Predictors: Serum levels of ferritin, iron saturation ratio, intact parathyroid hormone, and alkaline phosphatase. OUTCOMES/OTHER MEASUREMENTS: The main outcome was case-mix-adjusted hemoglobin response to quarterly averaged ESA dose at the individual level. The odds ratio (OR) of the greatest versus poorest ESA-response quartile at the patient level was calculated. OR less than 1.0 indicated ESA hyporesponsiveness, and OR greater than 1.0, enhanced responsiveness.

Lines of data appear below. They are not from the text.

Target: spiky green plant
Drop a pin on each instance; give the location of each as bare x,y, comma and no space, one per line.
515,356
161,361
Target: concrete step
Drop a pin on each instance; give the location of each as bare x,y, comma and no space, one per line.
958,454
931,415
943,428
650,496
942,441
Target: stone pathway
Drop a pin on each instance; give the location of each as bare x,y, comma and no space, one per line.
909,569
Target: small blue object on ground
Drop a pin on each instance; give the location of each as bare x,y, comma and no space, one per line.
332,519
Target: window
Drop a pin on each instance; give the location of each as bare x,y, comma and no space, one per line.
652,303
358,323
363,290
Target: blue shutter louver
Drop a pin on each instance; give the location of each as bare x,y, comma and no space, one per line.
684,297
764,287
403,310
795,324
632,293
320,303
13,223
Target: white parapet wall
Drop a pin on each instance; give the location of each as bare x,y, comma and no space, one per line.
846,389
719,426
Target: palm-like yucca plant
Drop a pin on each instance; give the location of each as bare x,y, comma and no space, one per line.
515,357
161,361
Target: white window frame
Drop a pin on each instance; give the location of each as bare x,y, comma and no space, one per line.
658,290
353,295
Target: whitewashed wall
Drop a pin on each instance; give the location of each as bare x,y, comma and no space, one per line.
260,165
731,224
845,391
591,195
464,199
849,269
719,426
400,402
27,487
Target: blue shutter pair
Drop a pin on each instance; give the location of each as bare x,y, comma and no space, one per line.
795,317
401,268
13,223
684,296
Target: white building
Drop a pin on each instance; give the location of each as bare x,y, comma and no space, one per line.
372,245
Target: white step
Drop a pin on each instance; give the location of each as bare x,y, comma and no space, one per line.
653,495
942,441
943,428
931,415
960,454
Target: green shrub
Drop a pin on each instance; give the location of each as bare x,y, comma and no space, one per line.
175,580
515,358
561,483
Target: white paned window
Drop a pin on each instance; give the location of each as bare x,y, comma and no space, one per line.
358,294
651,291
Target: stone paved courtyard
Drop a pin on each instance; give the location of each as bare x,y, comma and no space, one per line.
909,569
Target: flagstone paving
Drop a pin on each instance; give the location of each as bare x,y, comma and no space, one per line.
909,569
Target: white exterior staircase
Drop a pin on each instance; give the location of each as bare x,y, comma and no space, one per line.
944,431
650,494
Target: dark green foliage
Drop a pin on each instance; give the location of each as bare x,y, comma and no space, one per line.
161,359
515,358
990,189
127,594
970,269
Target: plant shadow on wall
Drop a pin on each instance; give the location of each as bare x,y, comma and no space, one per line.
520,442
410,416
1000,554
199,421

Results: Mean ESA-response coefficients of the least to most responsive quartiles were 0.301 +/- 0.033 (SD), 0.344 +/- 0.004, 0.357 +/- 0.004, and 0.389 +/- 0.026 g/dL greater hemoglobin level per 1,000 U/wk greater ESA dose in each quarter, respectively. The ORs of greatest versus poorest ESA responsiveness at the patient level were serum ferritin level less than 200 ng/mL (0.77; 95% confidence interval [CI], 0.70 to 0.86; reference, 200 to 500 ng/mL), iron saturation ratio less than 20% (0.54; 95% CI, 0.49 to 0.59; reference, 20% to 30%), intact parathyroid hormone level of 600 pg/mL or greater (0.54; 95% CI, 0.49 to 0.60; reference, 150 to 300 pg/mL), and alkaline phosphatase level of 160 IU/L or greater (0.64; 95% CI, 0.58 to 0.70; reference, 80 to 120 IU/L). Lower estimated dietary protein intake and serum levels of nutritional markers were also associated with greater risk of ESA hyporesponsiveness.
Limitations: Our results may incorporate uncontrolled confounding. Achieved hemoglobin level may have different associations than targeted hemoglobin level.
Conclusions: In long-term HD patients, low iron stores, hyperparathyroidism, and high-turnover bone disease are associated with significant ESA hyporesponsiveness. Prospective studies are needed to verify these associations.